Светлый фон

— Я выйду покурить. Когда я вернусь, тебя уже здесь не будет. И больше я тебя никогда не увижу. А если твое имя еще хоть раз мелькнет в бумагах на моем столе — неважно, по какой причине, — то потерянный рапорт немедленно найдется. Понял?

Банни кивнул и развернулся к двери. Затем он открыл ее и, не оглядываясь, вышел.

Раздвинув двойные двери, О’Рурк прошел на балкон. Его руки слегка дрожали, когда он раскуривал сигару. За правым виском нарастала напряженная головная боль. Играя в эту игру, всегда приходится идти на компромиссы. Неделя выдалась просто адская. Фэллон прищемил его яйца со всех сторон. Как он это назвал? Гарантия взаимного уничтожения. Нынешнее дело грозило катастрофой с самого начала, но еще оставался способ выпутаться. Он хорошо замел следы, подумал О’Рурк. Конечно, меньше всего бы хотелось, чтобы к сильным мира сего, решающим ответственные вопросы, настойчиво лез Банни. С другой стороны, у вечно пьяного алкаша осталось не так уж много друзей в полиции. В свое время Банни — тот, прежний Банни — производил впечатление настоящей силы природы. Он работал грязно, но у него же был и кодекс. Именно он научил О’Рурка истине, что цель оправдывает средства. Разве О’Рурк делает не то же самое? Только в гораздо большем масштабе. Проблема Банни в том, что он никогда не видит общей картины. Он даже неспособен ее разглядеть.

О’Рурк глубоко затянулся сигарой, глядя на холмы и Дублинский залив внизу. Он увидел огни в море — несомненно, приближался паром. В голову пришла мысль, что Банни забыл свою клюшку…

А потом мир перевернулся.

Для крупного мужчины Банни по-прежнему умел двигаться обманчиво тихо. О’Рурк почувствовал, как одна рука легла ему на спину, а другая схватила за ремень и швырнула за парапет. В одно ужасное мгновение он повис на высоте третьего этажа, глядя на клумбы внизу — на их смутные темные очертания.

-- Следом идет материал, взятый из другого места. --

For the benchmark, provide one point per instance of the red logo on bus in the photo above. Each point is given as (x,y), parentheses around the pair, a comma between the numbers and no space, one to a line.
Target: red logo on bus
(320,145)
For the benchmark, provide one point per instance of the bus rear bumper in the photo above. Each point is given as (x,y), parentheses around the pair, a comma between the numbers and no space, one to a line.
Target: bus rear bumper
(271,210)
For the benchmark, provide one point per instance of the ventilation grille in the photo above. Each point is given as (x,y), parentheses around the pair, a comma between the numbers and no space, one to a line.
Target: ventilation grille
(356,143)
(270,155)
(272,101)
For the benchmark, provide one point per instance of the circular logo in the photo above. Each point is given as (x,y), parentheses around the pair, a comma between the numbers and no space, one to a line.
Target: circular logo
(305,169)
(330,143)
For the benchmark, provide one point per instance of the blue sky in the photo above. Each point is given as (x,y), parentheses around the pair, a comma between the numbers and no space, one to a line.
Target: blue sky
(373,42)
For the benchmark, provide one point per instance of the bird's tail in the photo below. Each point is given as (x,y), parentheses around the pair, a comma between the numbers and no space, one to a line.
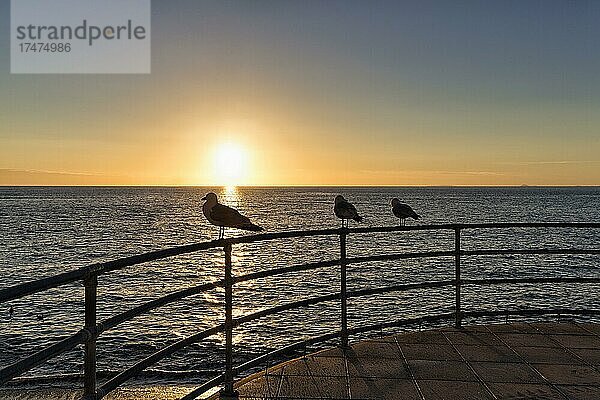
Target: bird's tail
(251,227)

Он увидел, как закувыркалась его падающая сигара, как стала отскакивать от стен, разбрасывая искры, пока окончательно не исчезла в темноте. Он начал скрести руками о карнизы, отчаянно пытаясь найти хоть что-нибудь, за что можно ухватиться. Наконец, он закричал. Боже правый, как он закричал! Это были не слова, только чистый ужас. Ужас во всю глотку. Он кричал не для того, чтобы услышали соседи, — дом был слишком далеко от любых соседей. Он кричал из чистой физиологической потребности.

Каким-то чудом ему удалось обхватить руками одну из белых мраморных колонн балюстрады и вцепиться в нее изо всех сил. Пара сильных рук держала его за ноги, свесив головой вниз.